Department of Statistics and Actuarial Science, Soongsil University, Seoul, South Korea.
Aliment Pharmacol Ther. 2022 Sep;56(6):980-988. doi: 10.1111/apt.17125. Epub 2022 Jul 6.
The global prevalence of inflammatory bowel disease (IBD) is increasing. However, population-level data are scarce for Asian populations.
To outline and compare paediatric and adult IBD incidence and prevalence data in Korea, describe prescription patterns, and analyse outcomes of anti-tumour necrosis factor (anti-TNF) use in a nationally representative cohort METHODS: IBD was identified based on the presence of Rare and Intractable Disease diagnosis codes for Crohn's disease (CD) and ulcerative colitis (UC). We calculated age-based prevalence and incidence, and examined prescription patterns. We used a Cox proportional hazard model to calculate the hazard ratio (HR) for undergoing surgery.
The prevalence of CD increased between 2006 and 2015, particularly among those aged 10-19 years (12.7-35.5 patients per 100,000 people). The use of anti-TNF agents increased from 3.2% to 22.9% in paediatric CD patients. Early use of an anti-TNF agent increased 25-fold in CD patients. Further, CD patients aged 0-14 years were most likely to undergo fistulectomy (HR, 2.63; 95% confidence interval [CI], 1.73-3.97). Children with UC had a higher risk of undergoing surgery (HR, 3.01; 95% CI, 1.33-6.83) than adults. Early use of an anti-TNF agent in CD patients was associated with lower odds of surgery than late-stage use.

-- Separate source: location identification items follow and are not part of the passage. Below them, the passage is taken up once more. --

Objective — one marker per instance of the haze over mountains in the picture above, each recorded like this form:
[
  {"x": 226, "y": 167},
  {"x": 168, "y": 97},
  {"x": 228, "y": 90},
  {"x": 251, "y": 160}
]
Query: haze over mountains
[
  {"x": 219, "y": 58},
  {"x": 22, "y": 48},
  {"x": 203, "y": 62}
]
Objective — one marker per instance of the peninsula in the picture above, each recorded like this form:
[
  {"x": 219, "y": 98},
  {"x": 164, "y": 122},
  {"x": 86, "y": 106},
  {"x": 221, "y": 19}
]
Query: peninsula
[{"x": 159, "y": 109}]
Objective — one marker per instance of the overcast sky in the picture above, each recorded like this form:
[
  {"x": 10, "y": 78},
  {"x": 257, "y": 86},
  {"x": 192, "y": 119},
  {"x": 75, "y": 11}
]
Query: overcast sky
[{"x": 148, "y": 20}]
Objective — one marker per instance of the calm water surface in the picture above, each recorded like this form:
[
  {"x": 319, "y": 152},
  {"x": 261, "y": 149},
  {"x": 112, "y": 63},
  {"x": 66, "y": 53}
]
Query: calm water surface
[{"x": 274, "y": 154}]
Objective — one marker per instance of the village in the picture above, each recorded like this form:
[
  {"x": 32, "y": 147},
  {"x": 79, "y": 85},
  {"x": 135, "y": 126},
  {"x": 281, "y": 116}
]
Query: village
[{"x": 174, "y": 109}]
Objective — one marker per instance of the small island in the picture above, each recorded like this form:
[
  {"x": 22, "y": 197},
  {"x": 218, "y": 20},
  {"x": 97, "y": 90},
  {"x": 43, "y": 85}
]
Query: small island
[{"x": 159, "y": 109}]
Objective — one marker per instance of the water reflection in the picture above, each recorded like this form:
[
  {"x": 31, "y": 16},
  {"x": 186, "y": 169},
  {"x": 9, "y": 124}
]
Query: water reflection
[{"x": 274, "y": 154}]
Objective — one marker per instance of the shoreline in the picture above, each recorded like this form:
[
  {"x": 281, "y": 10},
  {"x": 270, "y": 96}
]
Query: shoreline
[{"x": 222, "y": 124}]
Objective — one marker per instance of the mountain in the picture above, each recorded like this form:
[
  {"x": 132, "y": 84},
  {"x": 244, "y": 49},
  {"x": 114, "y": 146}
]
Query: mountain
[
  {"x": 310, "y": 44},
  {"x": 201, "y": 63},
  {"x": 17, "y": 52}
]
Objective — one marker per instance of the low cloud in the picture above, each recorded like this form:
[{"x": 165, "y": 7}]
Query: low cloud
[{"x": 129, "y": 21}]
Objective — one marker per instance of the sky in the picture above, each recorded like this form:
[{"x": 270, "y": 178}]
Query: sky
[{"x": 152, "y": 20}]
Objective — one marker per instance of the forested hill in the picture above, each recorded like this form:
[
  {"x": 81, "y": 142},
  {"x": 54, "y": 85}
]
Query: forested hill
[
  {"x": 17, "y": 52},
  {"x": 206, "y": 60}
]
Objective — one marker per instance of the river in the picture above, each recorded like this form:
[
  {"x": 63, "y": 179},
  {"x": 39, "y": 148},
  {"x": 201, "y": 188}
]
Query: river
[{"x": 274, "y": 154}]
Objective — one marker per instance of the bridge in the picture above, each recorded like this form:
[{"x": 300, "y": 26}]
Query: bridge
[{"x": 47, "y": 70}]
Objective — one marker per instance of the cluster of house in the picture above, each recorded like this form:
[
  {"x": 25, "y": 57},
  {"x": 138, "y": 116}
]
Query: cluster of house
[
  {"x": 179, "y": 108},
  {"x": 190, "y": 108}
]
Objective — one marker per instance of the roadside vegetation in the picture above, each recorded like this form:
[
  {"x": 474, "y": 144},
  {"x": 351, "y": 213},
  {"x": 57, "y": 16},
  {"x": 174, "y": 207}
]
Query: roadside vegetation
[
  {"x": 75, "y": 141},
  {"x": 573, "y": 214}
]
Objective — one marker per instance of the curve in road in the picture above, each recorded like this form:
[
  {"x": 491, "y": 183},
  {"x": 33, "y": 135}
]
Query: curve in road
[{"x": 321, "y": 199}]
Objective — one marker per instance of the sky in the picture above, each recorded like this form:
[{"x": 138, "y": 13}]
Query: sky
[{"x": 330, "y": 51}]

The prevalence of IBD has increased over time, especially among paediatric patients. Given the magnitude of paediatric IBD disease burden, a multi-faceted approach is needed for early detection and vigilant monitoring to aim for better prognosis.
炎症性肠病(IBD)在全球的患病率正在上升。然而,亚洲人群的人群水平数据却很少。
概述和比较韩国儿科和成人 IBD 的发病率和患病率数据,描述处方模式,并在全国代表性队列中分析抗肿瘤坏死因子(anti-TNF)使用的结果。
根据克罗恩病(CD)和溃疡性结肠炎(UC)的罕见和难治性疾病诊断代码确定 IBD。我们计算了基于年龄的患病率和发病率,并检查了处方模式。我们使用 Cox 比例风险模型计算了手术的风险比(HR)。
CD 的患病率在 2006 年至 2015 年间有所增加,特别是在 10-19 岁年龄组(每 10 万人中有 12.7-35.5 例患者)。儿科 CD 患者中抗 TNF 药物的使用率从 3.2%增加到 22.9%。早期使用抗 TNF 药物使 CD 患者的使用增加了 25 倍。此外,0-14 岁的 CD 患者最有可能接受瘘管切除术(HR,2.63;95%置信区间[CI],1.73-3.97)。与成年人相比,患有 UC 的儿童进行手术的风险更高(HR,3.01;95%CI,1.33-6.83)。CD 患者早期使用抗 TNF 药物与晚期使用相比,手术的可能性较低。
随着时间的推移,IBD 的患病率有所增加,尤其是在儿科患者中。鉴于儿科 IBD 疾病负担的规模,需要采取多方面的方法来早期发现和进行严密监测,以实现更好的预后。